With Iran increasingly reliant on gas injection to enhance and maintain oilfield output, there will, at least in the immediate future, be less gas available than expected both for domestic consumption, which continues to soar, and for sales abroad, despite Iran’s ambitious gas export plans.
According to Bloomberg analyst Julian Lee, Iran is in a good position to deliver on its target to raise oil output by 500,000 b/d within six weeks and by a further 500,000 b/d six months after that.
“Most analysts are sceptical,” Lee told an energy conference in Calgary, Canada, on 12 January. However, he argued, “fields were shut in in a very managed way, when sanctions were applied. He added: “We don’t know what it’s capability is but there is circumstantial evidence that it can come close to doing what it says it can do.”
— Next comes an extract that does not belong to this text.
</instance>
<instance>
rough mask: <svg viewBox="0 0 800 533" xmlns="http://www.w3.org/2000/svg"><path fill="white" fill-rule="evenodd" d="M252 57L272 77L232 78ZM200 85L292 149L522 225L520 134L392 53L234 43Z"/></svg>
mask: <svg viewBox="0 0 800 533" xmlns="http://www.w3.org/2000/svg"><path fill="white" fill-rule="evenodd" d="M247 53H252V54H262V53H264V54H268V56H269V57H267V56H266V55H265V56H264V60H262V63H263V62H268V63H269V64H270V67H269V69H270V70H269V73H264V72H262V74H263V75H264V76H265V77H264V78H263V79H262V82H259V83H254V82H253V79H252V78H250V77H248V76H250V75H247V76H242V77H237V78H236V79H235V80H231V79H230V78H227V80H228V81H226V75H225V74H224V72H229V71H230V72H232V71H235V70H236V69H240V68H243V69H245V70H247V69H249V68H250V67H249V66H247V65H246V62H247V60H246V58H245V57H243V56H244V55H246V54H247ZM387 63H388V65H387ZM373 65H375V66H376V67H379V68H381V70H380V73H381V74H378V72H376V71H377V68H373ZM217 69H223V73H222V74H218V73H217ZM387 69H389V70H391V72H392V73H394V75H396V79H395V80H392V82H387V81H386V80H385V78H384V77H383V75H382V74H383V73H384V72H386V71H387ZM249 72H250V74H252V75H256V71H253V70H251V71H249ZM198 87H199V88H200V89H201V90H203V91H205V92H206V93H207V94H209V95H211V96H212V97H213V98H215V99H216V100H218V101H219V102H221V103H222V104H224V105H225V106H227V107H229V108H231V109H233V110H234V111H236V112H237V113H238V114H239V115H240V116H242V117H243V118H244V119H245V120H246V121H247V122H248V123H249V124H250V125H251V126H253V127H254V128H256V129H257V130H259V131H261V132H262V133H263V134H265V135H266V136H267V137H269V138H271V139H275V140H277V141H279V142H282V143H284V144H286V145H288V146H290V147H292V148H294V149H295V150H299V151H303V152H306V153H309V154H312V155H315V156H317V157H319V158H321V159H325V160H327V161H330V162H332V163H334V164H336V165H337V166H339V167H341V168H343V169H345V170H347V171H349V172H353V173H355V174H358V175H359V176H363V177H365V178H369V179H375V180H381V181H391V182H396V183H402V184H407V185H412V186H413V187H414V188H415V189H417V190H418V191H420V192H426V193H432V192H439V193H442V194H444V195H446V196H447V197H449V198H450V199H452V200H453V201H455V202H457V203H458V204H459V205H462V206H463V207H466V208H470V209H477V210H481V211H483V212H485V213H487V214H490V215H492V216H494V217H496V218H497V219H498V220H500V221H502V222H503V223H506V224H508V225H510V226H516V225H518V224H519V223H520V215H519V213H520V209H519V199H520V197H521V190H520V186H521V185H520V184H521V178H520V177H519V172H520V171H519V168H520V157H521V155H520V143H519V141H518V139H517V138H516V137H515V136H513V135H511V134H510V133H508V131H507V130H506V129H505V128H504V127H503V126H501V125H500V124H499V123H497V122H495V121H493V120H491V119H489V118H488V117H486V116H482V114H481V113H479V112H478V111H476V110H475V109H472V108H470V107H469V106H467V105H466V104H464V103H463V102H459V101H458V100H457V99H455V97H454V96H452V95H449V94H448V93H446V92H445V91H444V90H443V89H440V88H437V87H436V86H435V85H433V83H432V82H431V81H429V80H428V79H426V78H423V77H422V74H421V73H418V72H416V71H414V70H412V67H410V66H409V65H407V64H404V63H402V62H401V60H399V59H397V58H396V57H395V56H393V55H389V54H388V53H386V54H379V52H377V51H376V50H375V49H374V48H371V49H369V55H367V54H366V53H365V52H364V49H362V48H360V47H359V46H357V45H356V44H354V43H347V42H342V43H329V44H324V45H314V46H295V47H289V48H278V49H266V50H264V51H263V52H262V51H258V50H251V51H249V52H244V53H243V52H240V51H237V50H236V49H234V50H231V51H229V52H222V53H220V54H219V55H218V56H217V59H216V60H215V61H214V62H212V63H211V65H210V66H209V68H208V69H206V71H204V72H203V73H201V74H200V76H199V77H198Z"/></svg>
Moreover, Lee said, reservoir engineers who have visited the fields recently, consider that reports of high 8% decline rates are overstated, with decline rates for onshore fields less than half that.
But Iran will be hurt by the circumstances surrounding the lifting of oil trade sanctions. In practice, it is now engaged in a fierce competition with Saudi Arabia for oil market share, a competition which began when Saudi Arabia decided at the OPEC meeting in November 2014 that it would not cut back its own oil production to shore up prices unless it was absolutely convinced that other major players, including Iran, Iraq and non-Opec Russia would do likewise and which became exacerbated with the breaking of diplomatic relations between Riyadh and Tehran earlier this month.
So it was scarcely surprising that the steady fall in oil prices in recent months should be maintained in the wake of the lifting of sanctions, with Brent trading at around $28.50 to $29.00 a barrel on Monday. In the absence of any further political shocks to the oil market, Ed Morse, Head of Global Commodity Research at Citibank, considers oil prices could fall to $20 a barrel. Meanwhile, Iran and Saudi Arabia remain engulfed in a vicious circle of rising oil production and falling oil prices, with both hoping that they can secure an increase in oil revenues by raising production faster than oil prices are falling.
The fall in oil prices will impact on gas, both because most gas supply contracts still contain some kind of an oil-price link and because those that do not – those that rely essentially on gas-on-gas pricing mechanisms – will be affected by the likelihood that, for a while a least, oil-linked prices will be lower than gas-linked prices.
For Iran, the short-term focus, which may well extend into the medium-term, will be on oil exports, since these constitute the quickest source of vitally needed hard-cash revenues. Any drive for significant new gas exports will have to wait.